There once was a time when I was completely infatuated with comic strip thought or speech balloons on photos.
Instead of captions, it was more fun to add those cool thought balloons to dice up a mundane photo. The trend has evolved as the iPhone has become the most popular camera on planet earth. iPhone users want more ways to dress up and customize and share photos and Piction can help.
Add Text, Change Fonts, Share
Putting text and captions onto photographs right on the iPhone’s screen is so easy it’s actually fun. Piction lets you get creative or simply descriptive with captions.
Take a photograph from within Piction, or tap another button and add a caption or text to another photo on the iPhone’s camera roll.
Once you have the photo you want to use, add the text and move it around on the screen. Then, select center or right or left justification, and you’re good to go. Good to go?
Piction lets you share your creation but saves a copy on the iPhone. If there’s a negative I have it’s the same one I had for years on my Mac.
Not enough fonts. That’s been solved with thousands of free or very inexpensive fonts available for Mac users, but iPhone users have to get by with basics or whatever extras come with the app.
If you’re expecting more, the only more that comes with Piction is more fonts; almost two dozen.

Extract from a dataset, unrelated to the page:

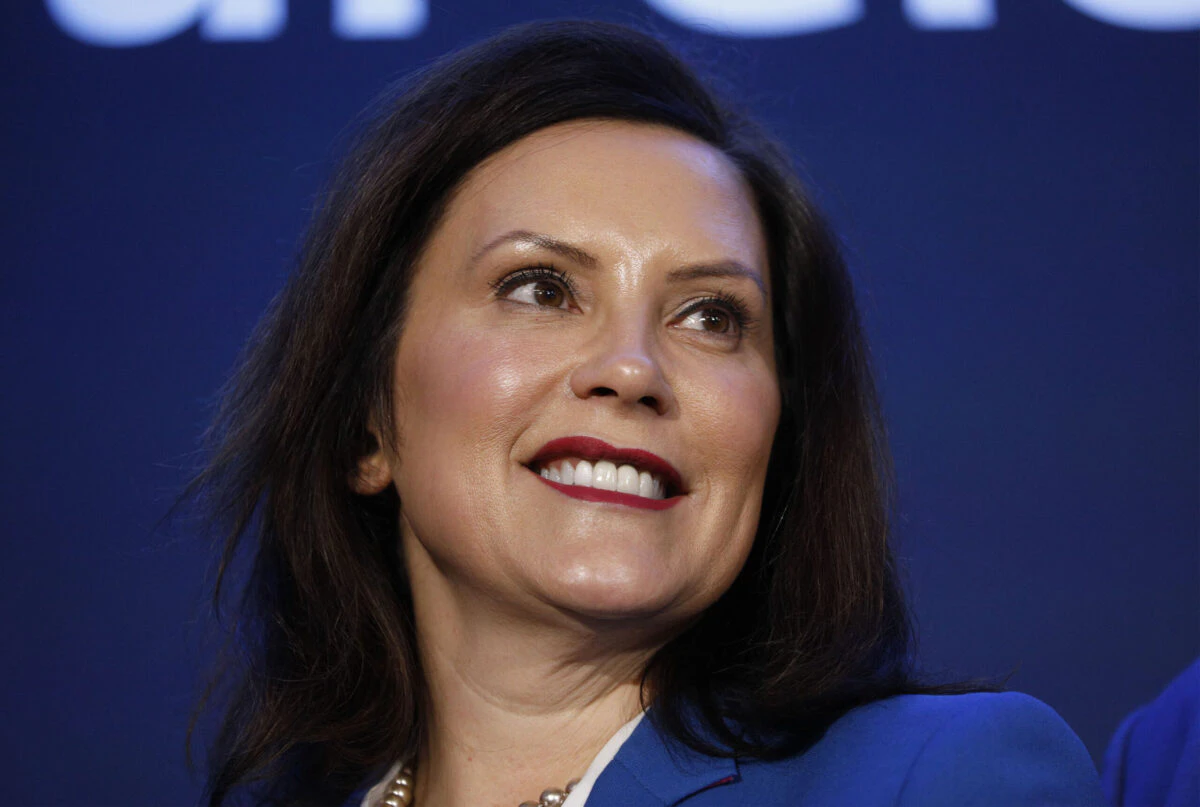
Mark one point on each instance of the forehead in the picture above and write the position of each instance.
(625, 185)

With a little bit of taste and a clever use of words, Piction can give you photos that border on the artistic.
I say border on because I’m not certain that photo captions or text on photos is an art form.
They say that a picture is worth a thousand words, so if the photograph is a good one, then why muck it up with a bunch of words scribbled across the image?
That said, my wife Carol is into haiku, a very short form of Japanese poetry which limits syllables to 17. She manages to squeeze haiku phrases on photos and match the two in what I’ll describe as an artistic way.
That’s artistic from the standpoint of poetry and the photograph. For me, well, I just use the caption to describe the photo before I send it to someone. It’s unlikely my captions will get me a showing at a modern art museum.